A. State Law Claims Against Columbus
Columbus contends that it is entitled to sovereign immunity on Plaintiff's state law claims. Columbus is a consolidated city-county government, and the Court views Columbus as a county for purposes of the sovereign immunity inquiry. See Bowen v. Columbus, 256 Ga. 462, 462-63, 349 S.E.2d 740, 741-42 (1986). The doctrine of sovereign immunity protects governments, including counties, from suit unless they have waived their immunity. Williams v. Whitfield County, 289 Ga. App. 301, 302-03, 656 S.E.2d 584, 586 (2008). Sovereign immunity "may only be waived by a legislative act which specifically provides that sovereign immunity is waived and the extent of such waiver." Id. at 302, 656 S.E.2d at 586. Here, Plaintiff has not established any waiver of immunity by Columbus, so Columbus is entitled to summary judgment on Plaintiff's state law claims. See id. at 305, 656 S.E.2d at 588 (finding that county was entitled to sovereign immunity on plaintiff's state law tort claims because plaintiff had not established any waiver of immunity).
B. State Law Claim Against Adamson
Adamson argues that he is entitled to official immunity as to Plaintiff's claim for intentional infliction of emotional distress. A suit against a government employee sued in his individual capacity "is barred by official immunity where the public official has engaged in discretionary acts that are within the scope of his or her authority, and the official has not acted in a wilful or wanton manner; with actual malice; or with the actual intent to cause injury." Brown v. Penland Constr. Co., 281 Ga. 625, 625-26, 641 S.E.2d 522, 523 (2007) (citing Gilbert v. Richardson, 264 Ga. 744, 752, 452 S.E.2d 476, 482-83 (1994)); see also Ga. Const. art. I, § II, ¶ IX(d). Plaintiff cannot seriously dispute that Adamson was engaging in discretionary acts when he made the challenged employment decisions here. Further, Plaintiff has not pointed to sufficient evidence that Adamson acted with malice or with actual intent to cause injury. Therefore, Adamson is entitled to official immunity on Plaintiff's intentional infliction of emotional distress claim.

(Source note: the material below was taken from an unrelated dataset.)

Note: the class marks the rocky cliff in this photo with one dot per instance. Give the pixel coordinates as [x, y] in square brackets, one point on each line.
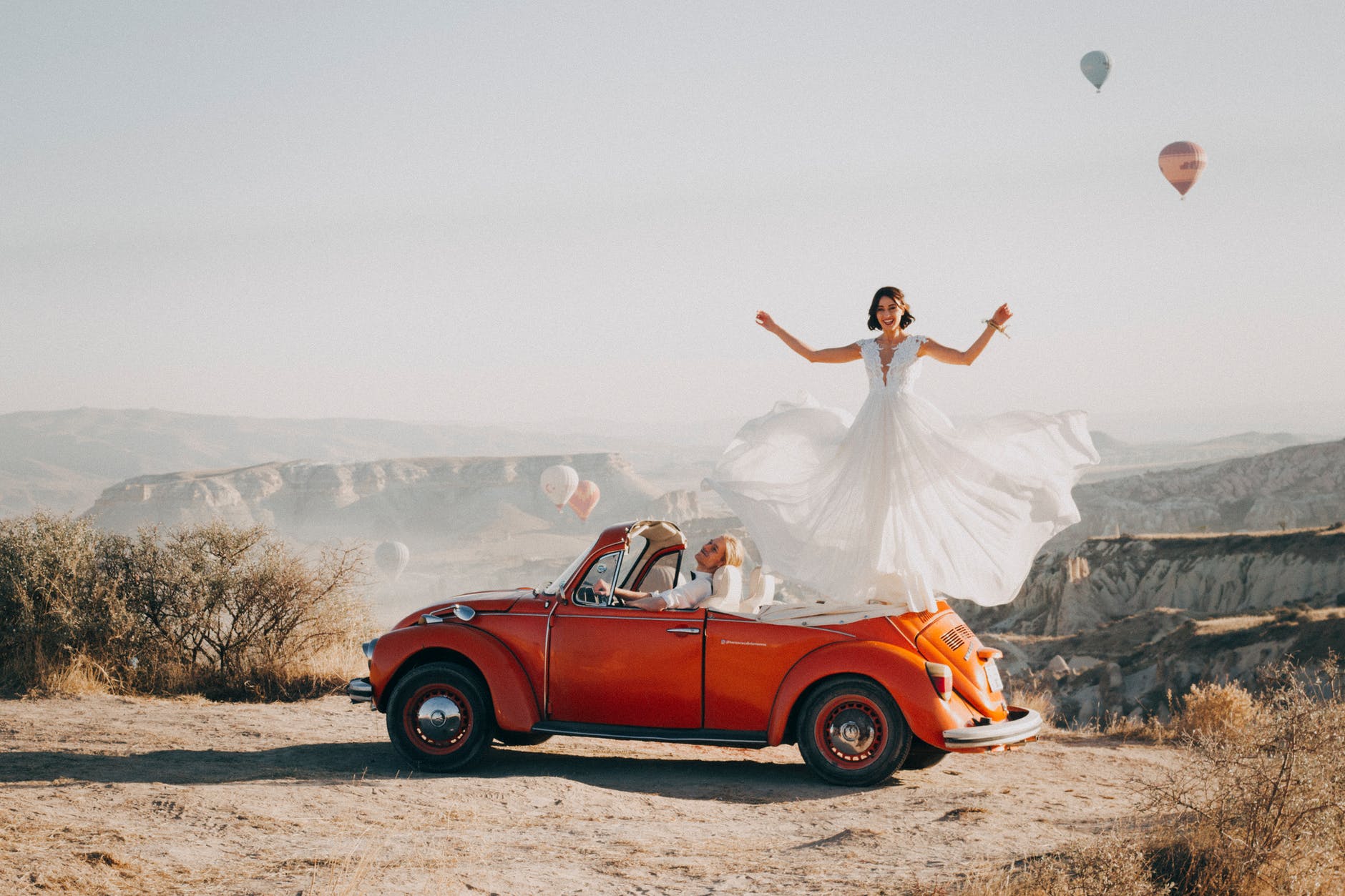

Even if Adamson were not entitled to official immunity on Plaintiff's intentional infliction of emotional distress claim, Plaintiff cannot establish such a claim on the merits. To prevail on his intentional infliction of emotional distress claim, Plaintiff must show that (1) Adamson's "conduct was intentional or reckless;" (2) Adamson's "conduct was extreme and outrageous;" (3) "a causal connection existed between the wrongful conduct and the emotional distress;" and (4) "the emotional harm was severe." Abdul-Malik v. AirTran Airways, Inc., 297 Ga. App. 852, 856, 678 S.E.2d 555, 558-59 (2009). Here, Plaintiff has pointed to no conduct that is "so outrageous in character, and so extreme in degree, as to go beyond all possible bounds of decency, and to be regarded as atrocious, and utterly intolerable in a civilized community." Id., 678 S.E.2d at 559 (internal quotation marks omitted). Further, Plaintiff has not pointed to admissible evidence that he sustained severe emotional harm. For these reasons, Adamson is entitled to summary judgment on Plaintiff's intentional infliction of emotional distress claim.
CONCLUSION
For the reasons set forth above, Defendants' Motion for Summary Judgment (Doc. 18) is granted. Defendants' Motion for Discovery Sanctions (Doc. 16) is moot.IT IS SO ORDERED.